AMMAN — The draft amendments to the Press and Publications Law are not sacred and are subject to change, but it is up to lawmakers to change or approve them, the government said on Tuesday.

Minister of State for Media Affairs and Communications and Government Spokesperson Samih Maaytah said the government was open for dialogue with the concerned parties to reach an acceptable formula for the law to safeguard press freedoms.

He stressed that the draft amendments were drawn up by the government to ensure a well organised professional media and protect the profession from unethical practices, amidst the increasing number of online media outlets.

Maaytah underlined that the government did not target news websites through the amendments, reiterating that the law is aimed at streamlining the “rapidly growing sector” and ensuring that only professional and ethical websites survive.

“The proposed draft is now debated under the Dome, where lawmakers have the constitutional jurisdiction to reject, amend or approve it,” he told reporters.

“We are ready to take part in a dialogue between all concerned parties, the Jordan Press Association (JPA), representatives from the online media sector and MPs to reach an acceptable formula that does not undermine press freedoms.”

He dismissed allegations that the new draft law sis designed to restrict the freedom of news websites or punish them. outlets.

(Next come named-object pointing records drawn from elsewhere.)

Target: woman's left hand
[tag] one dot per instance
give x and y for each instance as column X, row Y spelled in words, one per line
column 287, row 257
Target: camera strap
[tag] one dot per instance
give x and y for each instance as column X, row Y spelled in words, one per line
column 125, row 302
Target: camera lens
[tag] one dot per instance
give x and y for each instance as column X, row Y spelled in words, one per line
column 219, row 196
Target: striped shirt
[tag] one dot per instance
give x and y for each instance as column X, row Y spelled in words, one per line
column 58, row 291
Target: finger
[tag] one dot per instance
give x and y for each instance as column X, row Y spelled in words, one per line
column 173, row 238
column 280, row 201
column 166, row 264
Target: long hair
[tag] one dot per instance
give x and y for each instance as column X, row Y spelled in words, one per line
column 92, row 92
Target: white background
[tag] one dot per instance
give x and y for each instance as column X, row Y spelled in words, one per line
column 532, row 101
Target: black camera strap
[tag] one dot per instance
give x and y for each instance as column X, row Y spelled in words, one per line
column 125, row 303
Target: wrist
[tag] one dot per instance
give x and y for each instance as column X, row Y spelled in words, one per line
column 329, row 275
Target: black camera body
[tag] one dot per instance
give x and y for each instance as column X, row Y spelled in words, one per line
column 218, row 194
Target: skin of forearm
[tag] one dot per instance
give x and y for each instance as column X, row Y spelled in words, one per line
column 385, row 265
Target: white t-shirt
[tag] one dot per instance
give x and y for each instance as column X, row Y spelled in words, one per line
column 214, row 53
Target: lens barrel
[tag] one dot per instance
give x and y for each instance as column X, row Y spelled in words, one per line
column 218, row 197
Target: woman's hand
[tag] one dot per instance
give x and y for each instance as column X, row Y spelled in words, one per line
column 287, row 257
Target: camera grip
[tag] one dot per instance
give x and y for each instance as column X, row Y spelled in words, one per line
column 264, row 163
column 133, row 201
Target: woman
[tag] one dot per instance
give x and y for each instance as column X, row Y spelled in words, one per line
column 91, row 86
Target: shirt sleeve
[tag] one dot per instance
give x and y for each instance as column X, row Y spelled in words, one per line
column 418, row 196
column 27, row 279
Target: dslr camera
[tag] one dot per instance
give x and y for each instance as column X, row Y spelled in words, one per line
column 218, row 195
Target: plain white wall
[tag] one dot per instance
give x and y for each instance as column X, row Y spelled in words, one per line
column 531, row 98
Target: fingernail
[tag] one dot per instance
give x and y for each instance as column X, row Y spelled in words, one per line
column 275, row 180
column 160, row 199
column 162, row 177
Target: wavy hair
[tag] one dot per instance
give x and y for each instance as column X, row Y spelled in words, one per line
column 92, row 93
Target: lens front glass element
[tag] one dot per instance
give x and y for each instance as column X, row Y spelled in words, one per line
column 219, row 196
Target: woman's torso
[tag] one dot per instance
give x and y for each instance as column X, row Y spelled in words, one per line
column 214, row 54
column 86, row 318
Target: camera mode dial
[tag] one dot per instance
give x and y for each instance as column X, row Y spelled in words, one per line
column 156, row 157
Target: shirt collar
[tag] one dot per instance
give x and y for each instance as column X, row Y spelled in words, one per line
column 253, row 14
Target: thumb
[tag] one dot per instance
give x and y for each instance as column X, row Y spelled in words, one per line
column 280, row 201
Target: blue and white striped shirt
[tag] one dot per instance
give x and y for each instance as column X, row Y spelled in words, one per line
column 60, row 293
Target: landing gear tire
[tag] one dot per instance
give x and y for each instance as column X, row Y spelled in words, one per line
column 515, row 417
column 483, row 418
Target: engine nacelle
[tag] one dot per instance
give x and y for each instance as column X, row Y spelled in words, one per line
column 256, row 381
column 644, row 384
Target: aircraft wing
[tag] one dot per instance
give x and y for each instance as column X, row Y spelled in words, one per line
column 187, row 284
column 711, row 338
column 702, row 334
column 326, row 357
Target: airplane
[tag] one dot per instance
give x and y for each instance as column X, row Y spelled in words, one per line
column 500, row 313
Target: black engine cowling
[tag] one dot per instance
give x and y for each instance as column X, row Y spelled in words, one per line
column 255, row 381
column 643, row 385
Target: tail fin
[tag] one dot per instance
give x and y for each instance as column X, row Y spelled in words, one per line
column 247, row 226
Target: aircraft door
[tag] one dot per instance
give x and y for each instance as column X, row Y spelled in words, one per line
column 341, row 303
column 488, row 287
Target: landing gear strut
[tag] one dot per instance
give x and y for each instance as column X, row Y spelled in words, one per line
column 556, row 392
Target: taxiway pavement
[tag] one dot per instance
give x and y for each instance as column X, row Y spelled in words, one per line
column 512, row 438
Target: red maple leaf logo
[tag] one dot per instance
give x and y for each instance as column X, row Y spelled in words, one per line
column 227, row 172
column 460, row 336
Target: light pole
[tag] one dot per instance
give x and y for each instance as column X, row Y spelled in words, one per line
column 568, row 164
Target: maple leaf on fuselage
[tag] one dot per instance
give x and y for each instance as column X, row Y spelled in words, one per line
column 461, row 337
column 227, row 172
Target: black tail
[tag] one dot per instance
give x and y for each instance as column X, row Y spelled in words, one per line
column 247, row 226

Requiring the registration and licensing of any online media outlet that reports local or foreign news is consistent with a decision issued last April by the Higher Judicial Council’s Law Interpretation Bureau, classifying news websites as publications that should be subject to the same regulations as print media, Maaytah said.

“Whenever there is a law in place, it aims to put things in perspective, so that the state does not lose its ability to protect its institutions, citizens, economy and the investor community from abuse, defamation and character assassination.”

“We understand that some practitioners are defending their interests, but we must all talk in one language that strongly opposes any violation of the privacy of others or their rights,” the minister said.


Meanwhile, the JPA issued a statement Tuesday, reiterating a call on the government to withdraw the controversial draft law from Parliament for more consultation with the association to reach common grounds.

During a JPA council meeting on Tuesday, the members agreed on the need to streamline the online media sector to boost its professionalism.

“We had several meeting with officials from the previous government with regards to the proposed amendments and we requested abolishing the huge fines suggested by the amendments and finding a transparent and feasible mechanism for the licensing and registration process of news websites,” the statement said.

In a related development, the Centre for Defending the Freedom of Journalists and online media stakeholders are organising a protest on Wednesday in front of Parliament to express their rejection of the new amendments.

Under the draft legislation, online media will be required to register and obtain licences from the Press and Publications Department, although the registration fees will be lowered from JD10,000 to JD1,000.
The bill also holds online media outlets’ publishers responsible for any comments their readers post under published articles.
In addition, news websites will be prohibited from publishing comments not relevant to the published article, and all comments must be archived for a period of no less than six months.

Also Tuesday, a local group dubbed “7oryanet” issued a statement saying it initiated a campaign “calling on Jordan’s leading online news portals and websites to engage in a one-day blackout” on Wednesday, in protest against the proposed amendments to the Press and Publications Law.

Participating online portals and websites “will be going dark for the day by replacing their home pages with black screen,”, the statement said.

“7oryanet”, which translates to “You are free, Internet” was launched specifically to protest against any government attempts to censor the Internet, the statement said.